Orangtua Bijaksana, Anak Bahagia

Menjadi orangtua bukanlah sekadar memiliki anak dan menghidupinya, tetapi juga mendidiknya dengan ilmu agar sang anak tumbuh dengan kematangan intelektual, emosional, dan spiritual. Untuk itu penting sekali bagi kita mengikuti seminar atau pelatihan parenting, baik yang sudah atau belum memiliki anak, maupun yang belum menikah sekalipun, sebagai bekal untuk kita mendidik anak. Seperti itu yang kami jalani saat ini dengan menghadiri Seminar Parenting yang menjadi salah satu dari serangkaian kegiatan Mentoring Bisnis Nusantara di GBK Senayan Jakarta pada Sabtu 22 Desember 2018 yang lalu dengan tema “Orangtua Bijaksana, Anak Bahagia.”

(Sumber: Google)

Pada Seminar tersebut, Kang Febri selaku pembicara menyampaikan banyak hal inspiratif, di antara sebagai berikut:

Anak adalah Cetakan Orangtuanya

Kesalahan orangtua kebanyakan adalah seringnya bicara namun kering keteladanan. Apa yang diucapkan orangtua kerap tidak tercermin pada sikap dan perbuatannya. Seringkali orangtua menginginkan anaknya pemberani, sabar, lembut, disiplin, tapi orangtua tidak menujukkan  semua itu.

Pada ketika orangtua marah-marah saat macet, sang anak akan melihatnya, sehingga ia akan meniru marah-marah saat macet. Bila orangtua sering memanggil dengan nada tinggi, sang anak akan mengikuti dengan gemar berteriak-teriak ketika bicara. Andai orangtua kerap mengeluh ketika memiliki masalah, sang anak akan juga mudah menyerah ketika menghadapi permasalahan. Begitu seterusnya dan lain-lainnya. Kita yang tanpa kita sadari mencetak anak kita seperti diri kita.

Usia yang paling efektif dalam memberi nilai-nilai kepada anak adalah pada masa Golden Age di rentang usia 0-7 tahun. Pada masa ini seorang anak akan men-copypaste apa yang ia lihat dan rasakan dari sekelilingnya, terutama dari orangtuanya. Bahkan dalam teori komunikasi manusia memang lebih cenderung mempercayai apa yang ia lihat ketimbang apa yang ia dengar, sehingga aspek visual menyumbang 58% (sebagian besar) faktor dalam komunikasi efektif.
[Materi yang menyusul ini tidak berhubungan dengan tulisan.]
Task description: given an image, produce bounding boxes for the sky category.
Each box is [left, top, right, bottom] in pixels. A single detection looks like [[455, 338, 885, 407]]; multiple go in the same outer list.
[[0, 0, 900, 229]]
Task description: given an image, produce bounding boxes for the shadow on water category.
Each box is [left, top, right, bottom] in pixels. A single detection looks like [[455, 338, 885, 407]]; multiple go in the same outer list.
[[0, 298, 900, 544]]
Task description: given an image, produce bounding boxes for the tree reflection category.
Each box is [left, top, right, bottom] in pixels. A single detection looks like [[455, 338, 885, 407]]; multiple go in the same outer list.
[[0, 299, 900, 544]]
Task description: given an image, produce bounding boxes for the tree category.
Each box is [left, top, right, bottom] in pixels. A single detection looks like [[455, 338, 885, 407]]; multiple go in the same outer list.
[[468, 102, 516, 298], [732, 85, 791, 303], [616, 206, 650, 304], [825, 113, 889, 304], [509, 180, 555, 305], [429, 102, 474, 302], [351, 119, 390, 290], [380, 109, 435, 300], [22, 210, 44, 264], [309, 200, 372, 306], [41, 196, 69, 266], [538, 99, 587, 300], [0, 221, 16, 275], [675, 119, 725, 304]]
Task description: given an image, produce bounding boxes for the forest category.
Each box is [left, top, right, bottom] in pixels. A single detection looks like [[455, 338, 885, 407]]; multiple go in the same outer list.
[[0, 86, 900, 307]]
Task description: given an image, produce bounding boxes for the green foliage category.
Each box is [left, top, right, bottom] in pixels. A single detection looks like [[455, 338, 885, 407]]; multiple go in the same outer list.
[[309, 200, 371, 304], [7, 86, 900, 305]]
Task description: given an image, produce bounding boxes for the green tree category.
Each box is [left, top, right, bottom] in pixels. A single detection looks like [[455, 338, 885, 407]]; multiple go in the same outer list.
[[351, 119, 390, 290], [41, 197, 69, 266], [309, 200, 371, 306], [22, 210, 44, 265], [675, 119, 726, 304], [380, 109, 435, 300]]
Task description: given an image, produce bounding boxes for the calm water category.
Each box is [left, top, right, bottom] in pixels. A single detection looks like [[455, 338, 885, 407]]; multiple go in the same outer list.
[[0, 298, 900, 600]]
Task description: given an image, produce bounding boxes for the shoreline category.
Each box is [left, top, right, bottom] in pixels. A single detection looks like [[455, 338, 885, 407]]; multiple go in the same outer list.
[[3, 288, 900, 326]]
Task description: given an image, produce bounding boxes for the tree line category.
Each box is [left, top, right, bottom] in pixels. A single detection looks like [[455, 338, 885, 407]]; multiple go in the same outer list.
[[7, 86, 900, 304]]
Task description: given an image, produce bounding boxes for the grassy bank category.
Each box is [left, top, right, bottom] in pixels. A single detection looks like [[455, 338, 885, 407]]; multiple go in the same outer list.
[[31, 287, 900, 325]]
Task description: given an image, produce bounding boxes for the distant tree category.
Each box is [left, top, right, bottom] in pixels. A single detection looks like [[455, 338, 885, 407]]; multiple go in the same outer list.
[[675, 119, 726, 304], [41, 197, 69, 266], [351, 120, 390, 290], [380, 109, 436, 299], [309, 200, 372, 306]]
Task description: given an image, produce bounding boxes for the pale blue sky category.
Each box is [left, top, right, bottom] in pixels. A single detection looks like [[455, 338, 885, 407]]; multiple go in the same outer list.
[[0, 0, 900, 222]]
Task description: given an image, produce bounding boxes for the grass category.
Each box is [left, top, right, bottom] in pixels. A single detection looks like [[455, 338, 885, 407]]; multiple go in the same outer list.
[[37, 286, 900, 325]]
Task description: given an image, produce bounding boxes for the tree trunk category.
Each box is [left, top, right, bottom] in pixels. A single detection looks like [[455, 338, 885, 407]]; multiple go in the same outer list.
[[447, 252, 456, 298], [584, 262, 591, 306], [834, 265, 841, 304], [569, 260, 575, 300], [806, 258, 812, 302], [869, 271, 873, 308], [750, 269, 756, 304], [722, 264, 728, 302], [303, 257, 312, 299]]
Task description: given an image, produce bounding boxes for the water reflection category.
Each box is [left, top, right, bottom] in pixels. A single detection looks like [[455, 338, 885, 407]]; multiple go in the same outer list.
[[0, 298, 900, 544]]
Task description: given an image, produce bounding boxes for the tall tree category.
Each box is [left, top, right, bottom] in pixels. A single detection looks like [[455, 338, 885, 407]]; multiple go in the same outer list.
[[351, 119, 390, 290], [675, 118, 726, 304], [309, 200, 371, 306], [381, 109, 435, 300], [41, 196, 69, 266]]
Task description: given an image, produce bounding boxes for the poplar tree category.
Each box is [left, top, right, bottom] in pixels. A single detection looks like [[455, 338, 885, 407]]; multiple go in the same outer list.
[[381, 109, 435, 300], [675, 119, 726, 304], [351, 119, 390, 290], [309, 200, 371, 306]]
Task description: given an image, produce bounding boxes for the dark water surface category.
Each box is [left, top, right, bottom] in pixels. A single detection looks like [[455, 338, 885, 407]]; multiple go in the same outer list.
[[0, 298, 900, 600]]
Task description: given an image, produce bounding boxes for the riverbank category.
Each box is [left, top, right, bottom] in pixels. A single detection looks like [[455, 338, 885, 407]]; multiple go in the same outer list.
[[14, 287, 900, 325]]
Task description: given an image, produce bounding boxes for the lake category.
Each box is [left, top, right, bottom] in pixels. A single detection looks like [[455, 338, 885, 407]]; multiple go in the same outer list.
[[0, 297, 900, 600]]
Maka, tak heran jika kita melihat anak kita penakut, jorok, senang memukul, mudah menyerah, atau sering mengeluarkan kata-kata buruk, mungkin saja karena kita mencontohkan demikian. Jadi sudah sepatutnya diri kita menjadi sosok orangtua teladan yang tidaklah sang anak mencontoh dari kita kecuali kebaikan-kebaikan.
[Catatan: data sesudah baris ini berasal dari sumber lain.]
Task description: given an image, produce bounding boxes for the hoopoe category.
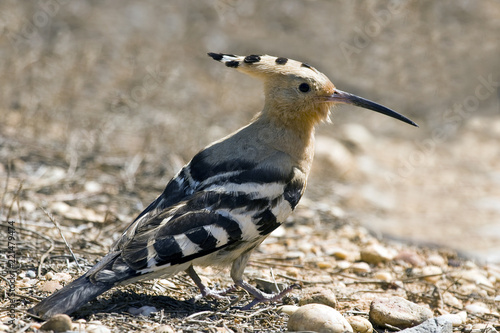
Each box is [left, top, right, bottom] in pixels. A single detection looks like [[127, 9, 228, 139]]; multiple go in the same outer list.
[[30, 53, 417, 318]]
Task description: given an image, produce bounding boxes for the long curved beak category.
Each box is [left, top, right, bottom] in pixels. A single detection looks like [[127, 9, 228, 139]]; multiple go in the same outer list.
[[327, 89, 418, 127]]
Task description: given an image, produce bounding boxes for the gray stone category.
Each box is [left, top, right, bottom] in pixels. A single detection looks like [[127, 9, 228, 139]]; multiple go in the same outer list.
[[370, 297, 432, 329], [399, 317, 453, 333], [287, 304, 353, 333]]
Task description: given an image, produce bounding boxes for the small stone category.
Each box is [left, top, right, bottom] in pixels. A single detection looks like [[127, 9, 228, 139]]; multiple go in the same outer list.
[[277, 305, 299, 316], [52, 272, 73, 282], [427, 254, 446, 267], [394, 251, 425, 267], [370, 297, 432, 328], [337, 260, 352, 270], [422, 266, 443, 283], [437, 311, 467, 327], [299, 287, 337, 308], [326, 247, 349, 260], [470, 323, 498, 333], [255, 278, 287, 293], [465, 302, 490, 314], [443, 293, 463, 309], [399, 318, 453, 333], [158, 279, 177, 289], [360, 244, 394, 265], [351, 262, 372, 274], [315, 135, 356, 177], [316, 261, 333, 269], [286, 267, 300, 277], [347, 316, 373, 333], [26, 270, 36, 279], [453, 269, 494, 288], [285, 251, 306, 260], [128, 305, 158, 317], [84, 180, 102, 193], [155, 325, 175, 333], [85, 325, 111, 333], [287, 304, 353, 333], [373, 271, 394, 282], [486, 264, 500, 283], [40, 314, 73, 332], [40, 281, 62, 293]]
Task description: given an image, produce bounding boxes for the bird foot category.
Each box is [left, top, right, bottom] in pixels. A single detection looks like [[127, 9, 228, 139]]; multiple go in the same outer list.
[[236, 281, 300, 310], [195, 285, 238, 300]]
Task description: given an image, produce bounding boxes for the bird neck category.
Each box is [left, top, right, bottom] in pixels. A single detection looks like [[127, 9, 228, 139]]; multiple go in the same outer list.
[[251, 109, 314, 174]]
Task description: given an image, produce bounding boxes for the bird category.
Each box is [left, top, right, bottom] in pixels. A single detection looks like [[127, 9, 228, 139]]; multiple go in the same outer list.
[[30, 53, 418, 319]]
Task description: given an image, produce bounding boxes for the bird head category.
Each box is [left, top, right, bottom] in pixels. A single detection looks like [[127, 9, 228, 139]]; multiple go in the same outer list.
[[208, 53, 418, 129]]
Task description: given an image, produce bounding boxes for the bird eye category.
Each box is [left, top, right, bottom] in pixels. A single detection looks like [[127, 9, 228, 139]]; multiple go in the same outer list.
[[299, 83, 311, 92]]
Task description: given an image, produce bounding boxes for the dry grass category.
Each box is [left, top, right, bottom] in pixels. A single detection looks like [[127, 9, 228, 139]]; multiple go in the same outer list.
[[0, 0, 500, 331]]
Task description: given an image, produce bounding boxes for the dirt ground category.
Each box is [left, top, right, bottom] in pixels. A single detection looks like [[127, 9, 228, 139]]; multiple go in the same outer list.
[[0, 0, 500, 331]]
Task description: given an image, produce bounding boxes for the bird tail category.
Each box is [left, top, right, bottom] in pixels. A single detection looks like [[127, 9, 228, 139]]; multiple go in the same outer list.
[[29, 274, 113, 319]]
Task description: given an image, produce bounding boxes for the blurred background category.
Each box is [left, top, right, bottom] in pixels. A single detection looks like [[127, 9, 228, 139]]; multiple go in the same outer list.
[[0, 0, 500, 261]]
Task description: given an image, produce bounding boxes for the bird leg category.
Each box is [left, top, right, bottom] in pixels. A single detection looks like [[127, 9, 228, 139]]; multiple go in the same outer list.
[[231, 251, 300, 310], [186, 265, 237, 300], [236, 281, 300, 310]]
Ilustrasi Anak Meniru Orangtua (Sumber: Youtube)

Pentingnya Peran Ayah dalam Mendidik Anak

Tugas mendidik anak bukanlah tugas Ibu semata, tetapi juga tugas sang Ayah. Perlu adanya keseimbangan antara Ibu dan Ayah. Karena dari Ayah, sang anak belajar kemandirian dan ketegasan. Karena dari Ibu, sang anak belajar empati dan kasih sayang. Keduanya harus sama-sama hadir dalam memberi peran terbaik kepada sang anak secara seimbang dan kompak.

Dalam Islam, peran Ayah begitu penting dalam mendidik anak. Dalam Al-Qur’an kita pun mendapati kisah Ibrahim terhadap Ismail, Ya’kub terhadap Yusuf, juga tentang sosok Imran dan Lukman dalam memberi nilai-nilai kepada anaknya. Semua itu untuk menjadi pelajaran bagi kita bahwa ayah memiliki peran penting dalam menanamkan nilai-nilai luhur kepada sang anak.
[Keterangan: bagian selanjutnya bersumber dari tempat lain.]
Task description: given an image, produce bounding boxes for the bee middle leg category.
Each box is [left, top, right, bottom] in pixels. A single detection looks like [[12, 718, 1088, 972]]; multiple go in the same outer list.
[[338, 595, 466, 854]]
Anak laki-laki perlu mendapatkan contoh bagaimana menjadi pria yang bertanggung jawab, kuat, memiliki prinsip, dan memiliki narasi visi yang jelas dari ayahnya, selaku lelaki terdekat dalam awal hidupnya. Anak laki-laki yang tidak mendapat sentuhan dan perhatian dari ayah akan menjadi anak yang tidak memiliki narasi visi yang jelas. Sang anak juga cenderung lemah, tidak memiliki tujuan besar, dan tidak sedikit yang akhlaknya yang rusak karena pergaulan bebas. Betapa banyak kasus kenakalan remaja, maraknya anak-anak alay, dan disorientasi seksual di kalangan lelaki, sedikit banyak disebabkan ketidakhadiran sang Ayah dalam dalam mendidik anak.

Jangan ragu untuk memeluk anak setiba kita pulang bekerja. Biarkan ia mencium aroma tubuh sang Ayah. Karena di sanalah saat tepat memberi narasi tentang tanggung jawab dan kerja keras sebagai lelaki.

Jangan sungkan menunjukkan kepada anak bahwa tugas membetulkan keran, menutup genteng bocor, dan pekerjaan kelelakian lainnya, adalah tugas sang Ayah. Masalah sang Ayah bisa atau tidaknya itu perkara lain, yang penting tunjukkan dulu kepada anak bahwa itu tanggung jawab lelaki.

Dalam mendidik anak perempuan, peran Ayah juga tak kalah penting. Sang Ayah adalah cinta pertama anak perempuannya. Ia menjadi sosok yang tangguh dan melindungi sang buah hati. Sang Ayah yang membersamainya akan menjadi sosok lelaki yang menjadi cinta pertamanya. Kelak jika ia dewasa, dirinya menjadi wanita yang tangguh. Tidak mudah jatuh hati pada sembarang lelaki hidung belang. Karena pujian dan rayuan telah ia biasa dapatkan dari Ayahnya. Kelak jika ia akan memilih sosok suami, ia akan menjadikan Ayahnya sebagai standarisasi lelaki sejati. Sebaliknya, jika sang Ayah tidak hadir dalam kehidupannya, anak perempuan akan cenderung berhati lemah, mudah mencari lelaki lain (pacar, pen.), dan tak sedikit yang mengalami disorientasi seksual.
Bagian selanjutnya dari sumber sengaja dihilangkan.